Existen pronósticos, pero no certezas, de que la inflación este año volverá a redondear un cien por ciento. El último relevamiento de expectativas del mercado que realizó el Banco Central entre las consultoras más caracterizadas arroja esas estimaciones y proyecta un crecimiento casi nulo del PBI para 2023.
Políticos entre incógnitas y acertijos
De cumplirse tales pronósticos, en el mejor escenario Sergio Massa podrá mostrar como logros relativos el cumplimiento de algunas metas fiscales comprometidas con el FMI, y que no se fue todo al diablo antes de las elecciones.
Estabilizar la pobreza en los niveles actuales y achatar la curva de la inflación no parecen ser demasiados méritos para las ambiciones políticas del ministro de Economía ni una buena base para las pretensiones reeleccionistas de Alberto Fernández.
Los éxitos parciales de Massa, no alcanzarían a convencer a un electorado que día a día ve crecer sus dificultades para alimentarse y para satisfacer sus necesidades cotidianas.
No la tiene fácil el Frente de Todos, pero tampoco la tiene servida Juntos con el Cambio, que no está logrando perfilar una candidatura presidencial que se despegue del pelotón de la medianía.

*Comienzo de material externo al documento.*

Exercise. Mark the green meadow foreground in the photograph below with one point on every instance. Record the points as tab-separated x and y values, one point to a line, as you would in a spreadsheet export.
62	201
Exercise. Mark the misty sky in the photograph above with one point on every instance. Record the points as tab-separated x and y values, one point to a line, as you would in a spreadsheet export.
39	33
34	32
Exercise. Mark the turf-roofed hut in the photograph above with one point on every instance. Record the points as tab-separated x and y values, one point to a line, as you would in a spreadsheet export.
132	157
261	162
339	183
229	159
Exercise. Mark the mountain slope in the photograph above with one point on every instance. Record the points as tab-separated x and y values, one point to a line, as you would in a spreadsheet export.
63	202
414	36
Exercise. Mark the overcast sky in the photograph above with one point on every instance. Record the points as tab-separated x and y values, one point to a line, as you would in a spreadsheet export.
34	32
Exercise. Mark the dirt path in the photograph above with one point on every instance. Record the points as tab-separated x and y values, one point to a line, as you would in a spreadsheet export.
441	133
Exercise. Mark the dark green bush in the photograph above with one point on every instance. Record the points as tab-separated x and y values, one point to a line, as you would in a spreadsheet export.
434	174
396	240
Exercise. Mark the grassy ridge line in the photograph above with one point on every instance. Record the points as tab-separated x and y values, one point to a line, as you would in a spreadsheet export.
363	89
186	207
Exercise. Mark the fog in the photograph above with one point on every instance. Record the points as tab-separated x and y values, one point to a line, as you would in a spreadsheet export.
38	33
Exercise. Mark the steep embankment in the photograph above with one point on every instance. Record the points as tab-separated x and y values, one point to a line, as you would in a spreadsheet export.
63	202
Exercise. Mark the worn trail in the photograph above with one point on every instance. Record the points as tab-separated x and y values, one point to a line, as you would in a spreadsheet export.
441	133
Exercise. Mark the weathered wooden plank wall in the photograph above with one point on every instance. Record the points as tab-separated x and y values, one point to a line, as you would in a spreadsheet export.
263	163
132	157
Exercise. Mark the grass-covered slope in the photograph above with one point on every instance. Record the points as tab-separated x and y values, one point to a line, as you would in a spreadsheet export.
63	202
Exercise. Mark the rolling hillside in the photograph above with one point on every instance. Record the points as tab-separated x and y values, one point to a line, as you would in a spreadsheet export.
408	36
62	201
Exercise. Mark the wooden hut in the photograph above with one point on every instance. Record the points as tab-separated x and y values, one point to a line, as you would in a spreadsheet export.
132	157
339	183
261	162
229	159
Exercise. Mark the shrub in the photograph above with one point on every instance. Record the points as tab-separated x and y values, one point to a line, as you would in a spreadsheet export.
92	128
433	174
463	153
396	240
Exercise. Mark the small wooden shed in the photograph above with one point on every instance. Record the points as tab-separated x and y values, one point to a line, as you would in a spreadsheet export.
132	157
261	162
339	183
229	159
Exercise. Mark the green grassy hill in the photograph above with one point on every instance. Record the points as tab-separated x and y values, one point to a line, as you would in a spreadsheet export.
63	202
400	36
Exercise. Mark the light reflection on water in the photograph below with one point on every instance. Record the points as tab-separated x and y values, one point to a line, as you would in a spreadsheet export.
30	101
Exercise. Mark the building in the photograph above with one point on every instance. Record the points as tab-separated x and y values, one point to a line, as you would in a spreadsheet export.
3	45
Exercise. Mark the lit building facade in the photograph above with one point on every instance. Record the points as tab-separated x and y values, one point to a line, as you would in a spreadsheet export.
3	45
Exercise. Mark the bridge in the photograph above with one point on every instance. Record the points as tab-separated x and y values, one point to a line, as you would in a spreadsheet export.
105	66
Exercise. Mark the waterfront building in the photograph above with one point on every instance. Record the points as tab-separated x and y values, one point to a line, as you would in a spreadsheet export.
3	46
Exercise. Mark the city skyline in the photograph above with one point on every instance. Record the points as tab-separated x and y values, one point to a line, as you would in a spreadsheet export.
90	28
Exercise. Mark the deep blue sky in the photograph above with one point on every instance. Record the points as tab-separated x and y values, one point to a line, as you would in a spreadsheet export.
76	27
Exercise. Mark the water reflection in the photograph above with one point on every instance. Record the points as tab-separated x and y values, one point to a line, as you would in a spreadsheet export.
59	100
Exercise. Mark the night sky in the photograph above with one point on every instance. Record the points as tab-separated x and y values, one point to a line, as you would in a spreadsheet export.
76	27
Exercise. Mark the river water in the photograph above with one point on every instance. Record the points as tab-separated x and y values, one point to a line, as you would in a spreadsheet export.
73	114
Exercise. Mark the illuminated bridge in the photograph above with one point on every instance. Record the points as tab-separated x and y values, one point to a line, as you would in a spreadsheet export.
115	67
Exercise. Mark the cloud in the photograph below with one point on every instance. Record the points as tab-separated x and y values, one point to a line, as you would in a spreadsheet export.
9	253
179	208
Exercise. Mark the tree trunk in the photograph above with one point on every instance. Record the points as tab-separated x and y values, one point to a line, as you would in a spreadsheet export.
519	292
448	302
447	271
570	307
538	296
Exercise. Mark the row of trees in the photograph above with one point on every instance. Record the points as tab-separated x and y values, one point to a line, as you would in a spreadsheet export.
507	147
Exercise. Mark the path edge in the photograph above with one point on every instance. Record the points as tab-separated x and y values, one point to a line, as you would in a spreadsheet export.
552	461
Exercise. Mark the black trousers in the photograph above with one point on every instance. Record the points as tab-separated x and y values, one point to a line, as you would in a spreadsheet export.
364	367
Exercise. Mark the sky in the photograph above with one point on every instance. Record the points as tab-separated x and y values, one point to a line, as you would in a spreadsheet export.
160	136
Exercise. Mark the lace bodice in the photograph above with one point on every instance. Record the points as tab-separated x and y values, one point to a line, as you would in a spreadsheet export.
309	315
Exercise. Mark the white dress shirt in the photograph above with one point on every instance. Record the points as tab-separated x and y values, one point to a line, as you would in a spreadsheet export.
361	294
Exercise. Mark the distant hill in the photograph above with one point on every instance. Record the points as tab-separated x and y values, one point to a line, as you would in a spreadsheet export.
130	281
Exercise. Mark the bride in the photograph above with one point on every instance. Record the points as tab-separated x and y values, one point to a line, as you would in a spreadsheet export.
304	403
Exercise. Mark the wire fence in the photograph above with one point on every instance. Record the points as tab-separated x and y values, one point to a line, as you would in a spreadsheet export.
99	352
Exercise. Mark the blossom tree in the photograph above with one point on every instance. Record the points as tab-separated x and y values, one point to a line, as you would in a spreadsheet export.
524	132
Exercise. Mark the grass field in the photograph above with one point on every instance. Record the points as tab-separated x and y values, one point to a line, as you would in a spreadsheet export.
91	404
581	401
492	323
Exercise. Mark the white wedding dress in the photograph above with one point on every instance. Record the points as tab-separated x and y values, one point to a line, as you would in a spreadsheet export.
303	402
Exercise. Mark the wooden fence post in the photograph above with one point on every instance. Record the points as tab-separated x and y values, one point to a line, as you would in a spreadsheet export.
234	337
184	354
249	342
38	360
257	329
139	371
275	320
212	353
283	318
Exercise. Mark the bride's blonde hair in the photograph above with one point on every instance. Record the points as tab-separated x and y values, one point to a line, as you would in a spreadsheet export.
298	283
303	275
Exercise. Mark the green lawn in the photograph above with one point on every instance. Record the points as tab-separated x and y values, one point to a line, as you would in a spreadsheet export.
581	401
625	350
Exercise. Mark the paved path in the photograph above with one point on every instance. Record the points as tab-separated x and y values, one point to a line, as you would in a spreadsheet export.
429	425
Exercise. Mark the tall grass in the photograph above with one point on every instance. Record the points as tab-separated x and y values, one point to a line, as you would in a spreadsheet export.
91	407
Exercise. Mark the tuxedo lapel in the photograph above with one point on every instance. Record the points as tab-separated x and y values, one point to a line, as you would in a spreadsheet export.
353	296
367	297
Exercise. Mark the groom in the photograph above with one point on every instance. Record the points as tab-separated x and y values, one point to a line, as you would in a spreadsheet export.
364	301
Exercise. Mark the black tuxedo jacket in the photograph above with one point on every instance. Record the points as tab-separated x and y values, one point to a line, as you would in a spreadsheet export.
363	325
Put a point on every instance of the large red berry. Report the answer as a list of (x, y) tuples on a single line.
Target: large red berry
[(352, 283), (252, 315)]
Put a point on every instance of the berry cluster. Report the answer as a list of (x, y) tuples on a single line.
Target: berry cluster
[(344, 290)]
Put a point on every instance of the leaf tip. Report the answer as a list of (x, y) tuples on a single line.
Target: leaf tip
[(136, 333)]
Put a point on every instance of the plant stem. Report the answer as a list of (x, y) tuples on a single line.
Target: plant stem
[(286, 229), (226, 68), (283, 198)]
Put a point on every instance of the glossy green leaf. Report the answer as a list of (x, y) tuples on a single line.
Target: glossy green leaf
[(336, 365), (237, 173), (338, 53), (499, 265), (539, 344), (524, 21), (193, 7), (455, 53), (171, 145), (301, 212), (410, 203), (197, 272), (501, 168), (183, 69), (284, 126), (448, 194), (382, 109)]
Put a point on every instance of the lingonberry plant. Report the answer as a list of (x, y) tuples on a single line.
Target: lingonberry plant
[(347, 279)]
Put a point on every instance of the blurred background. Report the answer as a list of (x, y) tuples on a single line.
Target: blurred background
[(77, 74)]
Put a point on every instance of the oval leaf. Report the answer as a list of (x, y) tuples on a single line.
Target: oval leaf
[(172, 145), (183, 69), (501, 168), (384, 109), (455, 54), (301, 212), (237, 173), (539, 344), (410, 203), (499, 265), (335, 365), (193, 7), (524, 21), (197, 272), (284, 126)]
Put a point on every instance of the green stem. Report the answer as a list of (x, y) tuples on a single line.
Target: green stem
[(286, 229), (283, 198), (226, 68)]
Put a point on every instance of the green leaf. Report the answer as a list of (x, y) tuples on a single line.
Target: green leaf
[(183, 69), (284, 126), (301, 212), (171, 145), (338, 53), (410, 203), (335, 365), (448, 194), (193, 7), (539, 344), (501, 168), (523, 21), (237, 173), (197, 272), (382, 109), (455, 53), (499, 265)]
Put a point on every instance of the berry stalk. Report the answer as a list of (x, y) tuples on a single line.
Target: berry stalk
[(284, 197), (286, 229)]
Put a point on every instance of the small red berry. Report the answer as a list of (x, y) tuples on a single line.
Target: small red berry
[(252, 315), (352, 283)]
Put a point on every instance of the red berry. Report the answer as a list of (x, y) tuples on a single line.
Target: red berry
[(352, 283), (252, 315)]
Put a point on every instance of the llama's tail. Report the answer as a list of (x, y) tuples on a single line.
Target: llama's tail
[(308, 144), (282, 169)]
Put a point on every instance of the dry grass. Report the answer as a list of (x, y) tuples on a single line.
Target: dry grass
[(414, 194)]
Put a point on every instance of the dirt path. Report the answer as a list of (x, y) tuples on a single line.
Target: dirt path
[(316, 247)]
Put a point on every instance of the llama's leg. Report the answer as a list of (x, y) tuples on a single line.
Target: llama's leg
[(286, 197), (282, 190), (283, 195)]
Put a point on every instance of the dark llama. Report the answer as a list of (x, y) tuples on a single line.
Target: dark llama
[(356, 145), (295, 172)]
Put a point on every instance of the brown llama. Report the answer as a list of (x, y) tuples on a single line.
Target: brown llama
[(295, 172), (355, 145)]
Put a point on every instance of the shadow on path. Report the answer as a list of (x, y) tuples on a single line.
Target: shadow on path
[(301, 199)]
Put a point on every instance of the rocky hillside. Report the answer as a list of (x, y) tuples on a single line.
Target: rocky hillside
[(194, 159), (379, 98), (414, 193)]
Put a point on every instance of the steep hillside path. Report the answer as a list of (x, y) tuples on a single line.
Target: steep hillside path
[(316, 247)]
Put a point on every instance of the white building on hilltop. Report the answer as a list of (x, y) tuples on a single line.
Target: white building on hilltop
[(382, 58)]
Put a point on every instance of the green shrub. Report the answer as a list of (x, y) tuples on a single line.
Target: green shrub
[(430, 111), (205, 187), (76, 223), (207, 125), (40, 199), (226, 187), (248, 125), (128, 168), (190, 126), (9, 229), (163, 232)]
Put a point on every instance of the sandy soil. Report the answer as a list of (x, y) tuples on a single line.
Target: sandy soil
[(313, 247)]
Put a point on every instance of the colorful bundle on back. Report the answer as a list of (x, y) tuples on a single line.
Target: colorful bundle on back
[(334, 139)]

La foto de la unidad de los principales dirigentes de todos los partidos que integran la coalición es un dato político saliente, pero la mayor repercusión -y réplicas- la lograron sus economistas al advertir que la deuda en pesos generada por la actual administración es una bomba a punto de estallar.
La mesa política que, no sin pujas, está tratando de armar el Frente de Todos buscará ordenar su interna, mientras de uno y otro lado se siguen sumando precandituras: Alberto, Wado, La Reta, Bullrich, Lilita, Manes, Morales, Milei, etcétera, pero pocos se animan a descartar que la "proscripta" Cristina y Macri sean los polos opuestos de la final.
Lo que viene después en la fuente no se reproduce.